И Зумурруд поблагодарила за это старуху, и та вышла и отправилась к
Али-Шару, и уведомила его и сказала: "Отправляйся следующей ночью, в
полночь, в такой-то квартал - дом проклятого там, и признаки его та-
кие-то и такие-то. И стань под дворцом и свистни, - она спустится к те-
бе, возьми ее и уходи с ней куда хочешь".
И Али-Шар поблагодарил за это старуху, а затем он пролил слезы и про-
изнес такие стихи:
"Пусть бросят хулители все сплетни и толки,
Страдает душа моя, и тело худеет.
Ток слез, как предания, что звеньями связаны [353]
С источником, льется то с трудом, то свободно.
О ты, чья свободна мысль от дум и забот моих,
Старанья оставь свои, меня вопрошая!
Знай - тот, чьи нежны уста, чей гибок и строен стаи,
Мне душу пленил навек и медом и ульем.
Не знает покоя дух, раз нет вас, не спят глаза,
И нет от надежд моих терпению пользы.
Оставлен заложником тоски огорченным я
И между завистником мечусь и хулящим.
Утешиться - это то, чего я не ведаю,
Иной, кроме вас, на ум теперь не приходите
А окончив овсе стихотворение, он пролил из глаз слезы и произнес та-
кие два стиха:
"Награди Аллах возвестившего, что вы прибыли,
Ведь доставил он мне приятное для слуха,
Будь доволен он тем, что порвано, тогда отдал бы
Ему сердце я, что растерзано прощаньем".
А потом Али-Шар подождал, пока спустилась ночь и пришло условленное
время, и отправился в тот квартал, который описала ему соседка, и увидел
дворец, и узнал его, и сел под окном на скамейку. И его одолел сон, и он
заснул (да будет прославлен тот, кто не спит!), а он долгое время не
спал из-за охватившего его волнения, и стал точно пьяный. И когда он
спал..."
И Шахразаду застигло утро, и она прекратила дозволенные речи.
Триста семнадцатая ночь
Когда же настала триста семнадцатая ночь, она сказала: "Дошло до ме-
ня, о счастливый царь, что он спал, а один вор из числа воров вышел этой
ночью на окраину города, чтобы чтонибудь украсть, и судьба забросила его
ко дворцу этого христианина. И он обошел вокруг дворца и не нашел пути,
чтобы туда подняться, и до тех пор ходил вокруг, пока не дошел до той
скамейки. И он увидел спящего Али-Шара и взял у него тюрбан. И, взяв
его, не успел опомниться, как Зумурруд выглянула из окна. И она увидела
вора, стоявшего в темноте, и приняла его за своего господина и свистнула
ему, и грабитель свистнул ей, и она спустилась к нему на веревке с меш-
ком, полным золота. И, увидав девушку, вор сказал про себя: "Поистине,
вот удивительное дело, и причина его диковинна!"

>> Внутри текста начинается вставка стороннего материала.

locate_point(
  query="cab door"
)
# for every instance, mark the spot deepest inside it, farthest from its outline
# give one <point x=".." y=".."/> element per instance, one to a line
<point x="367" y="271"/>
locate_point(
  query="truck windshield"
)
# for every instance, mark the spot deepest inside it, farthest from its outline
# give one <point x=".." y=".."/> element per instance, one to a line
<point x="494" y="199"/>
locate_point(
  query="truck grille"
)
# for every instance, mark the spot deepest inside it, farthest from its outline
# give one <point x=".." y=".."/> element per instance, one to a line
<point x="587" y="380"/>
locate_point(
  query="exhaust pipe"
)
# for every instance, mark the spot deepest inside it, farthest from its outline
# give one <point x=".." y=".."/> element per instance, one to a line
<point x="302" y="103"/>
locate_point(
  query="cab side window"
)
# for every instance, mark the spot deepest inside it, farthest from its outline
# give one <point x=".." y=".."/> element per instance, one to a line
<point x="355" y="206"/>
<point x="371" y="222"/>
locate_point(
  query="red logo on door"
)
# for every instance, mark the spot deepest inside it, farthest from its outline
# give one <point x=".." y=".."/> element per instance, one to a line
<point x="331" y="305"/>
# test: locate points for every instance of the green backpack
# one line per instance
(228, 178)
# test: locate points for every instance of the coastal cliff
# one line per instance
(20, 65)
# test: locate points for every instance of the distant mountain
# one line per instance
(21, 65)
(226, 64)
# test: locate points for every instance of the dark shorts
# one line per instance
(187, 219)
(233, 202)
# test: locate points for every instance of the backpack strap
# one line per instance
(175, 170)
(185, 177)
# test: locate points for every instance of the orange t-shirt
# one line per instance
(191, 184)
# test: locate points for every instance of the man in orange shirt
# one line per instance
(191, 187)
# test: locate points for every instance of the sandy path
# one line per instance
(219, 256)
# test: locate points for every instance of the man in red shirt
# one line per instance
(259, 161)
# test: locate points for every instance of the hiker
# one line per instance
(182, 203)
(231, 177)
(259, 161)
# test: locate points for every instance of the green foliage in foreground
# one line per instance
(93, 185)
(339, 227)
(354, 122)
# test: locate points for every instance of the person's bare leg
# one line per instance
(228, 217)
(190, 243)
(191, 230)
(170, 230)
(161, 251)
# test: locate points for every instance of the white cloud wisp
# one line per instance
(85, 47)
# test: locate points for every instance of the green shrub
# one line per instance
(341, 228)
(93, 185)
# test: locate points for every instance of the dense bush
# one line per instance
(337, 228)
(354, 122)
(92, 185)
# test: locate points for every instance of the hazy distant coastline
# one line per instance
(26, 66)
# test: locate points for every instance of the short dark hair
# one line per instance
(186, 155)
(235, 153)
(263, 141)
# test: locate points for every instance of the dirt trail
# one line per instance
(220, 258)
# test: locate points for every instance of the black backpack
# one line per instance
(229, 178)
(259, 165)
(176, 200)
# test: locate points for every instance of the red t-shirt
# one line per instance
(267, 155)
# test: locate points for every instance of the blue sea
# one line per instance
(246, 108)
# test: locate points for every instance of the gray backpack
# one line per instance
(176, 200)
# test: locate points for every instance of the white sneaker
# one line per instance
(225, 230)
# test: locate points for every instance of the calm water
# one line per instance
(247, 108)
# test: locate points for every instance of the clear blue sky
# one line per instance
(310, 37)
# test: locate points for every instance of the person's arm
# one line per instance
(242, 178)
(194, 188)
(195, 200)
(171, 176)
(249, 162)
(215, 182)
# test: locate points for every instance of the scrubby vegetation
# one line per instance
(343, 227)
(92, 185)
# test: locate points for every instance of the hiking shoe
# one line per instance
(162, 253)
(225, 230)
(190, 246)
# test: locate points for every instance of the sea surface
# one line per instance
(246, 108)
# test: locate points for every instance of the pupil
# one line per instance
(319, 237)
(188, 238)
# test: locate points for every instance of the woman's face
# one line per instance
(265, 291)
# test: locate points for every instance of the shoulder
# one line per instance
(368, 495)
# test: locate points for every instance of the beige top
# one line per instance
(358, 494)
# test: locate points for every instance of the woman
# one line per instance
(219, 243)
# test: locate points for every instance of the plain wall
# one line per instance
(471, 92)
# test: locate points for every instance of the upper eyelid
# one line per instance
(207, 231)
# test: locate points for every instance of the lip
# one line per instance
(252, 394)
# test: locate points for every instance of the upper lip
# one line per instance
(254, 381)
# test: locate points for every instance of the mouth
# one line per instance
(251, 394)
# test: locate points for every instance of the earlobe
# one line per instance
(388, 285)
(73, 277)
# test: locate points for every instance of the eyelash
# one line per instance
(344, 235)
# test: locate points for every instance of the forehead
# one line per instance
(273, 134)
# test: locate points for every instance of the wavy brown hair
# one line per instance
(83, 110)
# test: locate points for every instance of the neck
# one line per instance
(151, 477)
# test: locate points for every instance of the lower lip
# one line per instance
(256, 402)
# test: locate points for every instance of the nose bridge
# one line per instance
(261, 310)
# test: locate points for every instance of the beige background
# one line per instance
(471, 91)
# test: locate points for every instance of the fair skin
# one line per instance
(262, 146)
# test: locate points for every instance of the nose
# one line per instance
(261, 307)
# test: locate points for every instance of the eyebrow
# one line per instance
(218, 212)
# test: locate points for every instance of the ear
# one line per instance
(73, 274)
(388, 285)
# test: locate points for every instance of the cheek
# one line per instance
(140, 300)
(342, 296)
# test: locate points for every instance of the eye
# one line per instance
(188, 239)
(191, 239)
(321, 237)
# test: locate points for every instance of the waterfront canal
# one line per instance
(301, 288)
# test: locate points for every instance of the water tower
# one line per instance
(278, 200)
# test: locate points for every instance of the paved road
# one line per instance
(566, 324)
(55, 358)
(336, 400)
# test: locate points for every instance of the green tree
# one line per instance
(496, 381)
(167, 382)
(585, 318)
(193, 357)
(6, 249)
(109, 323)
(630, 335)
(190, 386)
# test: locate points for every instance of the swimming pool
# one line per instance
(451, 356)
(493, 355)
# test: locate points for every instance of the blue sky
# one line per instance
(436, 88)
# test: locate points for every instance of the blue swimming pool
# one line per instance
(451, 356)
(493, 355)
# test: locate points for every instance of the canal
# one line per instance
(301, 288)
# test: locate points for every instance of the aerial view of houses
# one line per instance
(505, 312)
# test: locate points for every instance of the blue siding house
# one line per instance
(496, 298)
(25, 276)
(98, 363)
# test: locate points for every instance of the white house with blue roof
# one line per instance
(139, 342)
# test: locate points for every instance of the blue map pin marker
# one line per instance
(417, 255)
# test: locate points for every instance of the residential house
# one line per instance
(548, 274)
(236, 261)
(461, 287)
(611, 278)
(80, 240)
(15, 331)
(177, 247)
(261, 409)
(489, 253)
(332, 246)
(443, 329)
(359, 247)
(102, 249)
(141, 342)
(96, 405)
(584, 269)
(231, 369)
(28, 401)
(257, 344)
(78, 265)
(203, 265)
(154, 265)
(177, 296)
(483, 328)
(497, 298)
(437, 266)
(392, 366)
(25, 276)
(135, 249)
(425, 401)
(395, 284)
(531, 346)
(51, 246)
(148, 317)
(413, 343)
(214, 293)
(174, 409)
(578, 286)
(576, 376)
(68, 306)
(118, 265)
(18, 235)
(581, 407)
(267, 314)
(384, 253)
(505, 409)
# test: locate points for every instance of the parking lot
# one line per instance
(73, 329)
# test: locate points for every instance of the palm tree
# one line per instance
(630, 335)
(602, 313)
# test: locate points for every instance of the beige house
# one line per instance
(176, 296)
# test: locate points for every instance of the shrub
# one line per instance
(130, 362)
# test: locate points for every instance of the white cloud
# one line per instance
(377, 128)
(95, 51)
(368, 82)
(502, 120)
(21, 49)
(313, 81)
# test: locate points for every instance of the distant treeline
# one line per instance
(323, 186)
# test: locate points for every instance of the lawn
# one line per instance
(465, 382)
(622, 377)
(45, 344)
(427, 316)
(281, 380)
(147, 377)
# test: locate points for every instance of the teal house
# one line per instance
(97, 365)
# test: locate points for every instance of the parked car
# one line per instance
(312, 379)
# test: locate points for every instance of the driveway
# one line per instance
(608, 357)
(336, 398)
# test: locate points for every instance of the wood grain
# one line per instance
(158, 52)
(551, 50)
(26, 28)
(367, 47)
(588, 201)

А потом он взвалил мешок и девушку на плечи и исчез с ними, как пора-
жающая молния. И девушка сказала ему: "Старуха мне рассказывала, что ты
из-за меня ослабел, а ты вон сильнее коня". Но вор не дал ей ответа, и
тогда она ощупала его лицо, и оказалось, что у него борода, точно банный
веник, и он словно кабан, который проглотил перья, и концы их торчат у
него из горла. И девушка испугалась его и спросила: "Кто ты такой?" И
вор отвечал: "О шлюха, я ловкач Джаван-курд из шайки Ахмедаад-Данафа
[354], и вас сорок ловкачей, и все мы будем сегодня ночью мять тебе матку
с вечера до утра". И, услышав его слова, Зумурруд заплакала, и стала
бить себя по щекам, и поняла, что судьба одолела ее и что нет для нее
хитрости, кроме как вручить себя Аллаху великому. И она стала терпеть и
подчинилась приговору Аллаха великого и сказала: "Нет бога, кроме Алла-
ха! Всякий раз как мы освободимся от одной заботы, мы попадаем в еще
большую".
А причиной прихода Джевана в это место было то, что он сказал Ахме-
ду-ад-Данафу: "О ловкач, я заходил в этот город еще раньше, до этого, и
знаю пещеру за городом, которая вместит сорок человек. Я хочу пойти туда
раньше вас и отвести мою мать в эту пещеру, а потом я вернусь в город и
украду там что-нибудь вам на счастье, и буду хранить это для вас, пока
вы не придете, и это будет вам от меня угощеньем в тот день".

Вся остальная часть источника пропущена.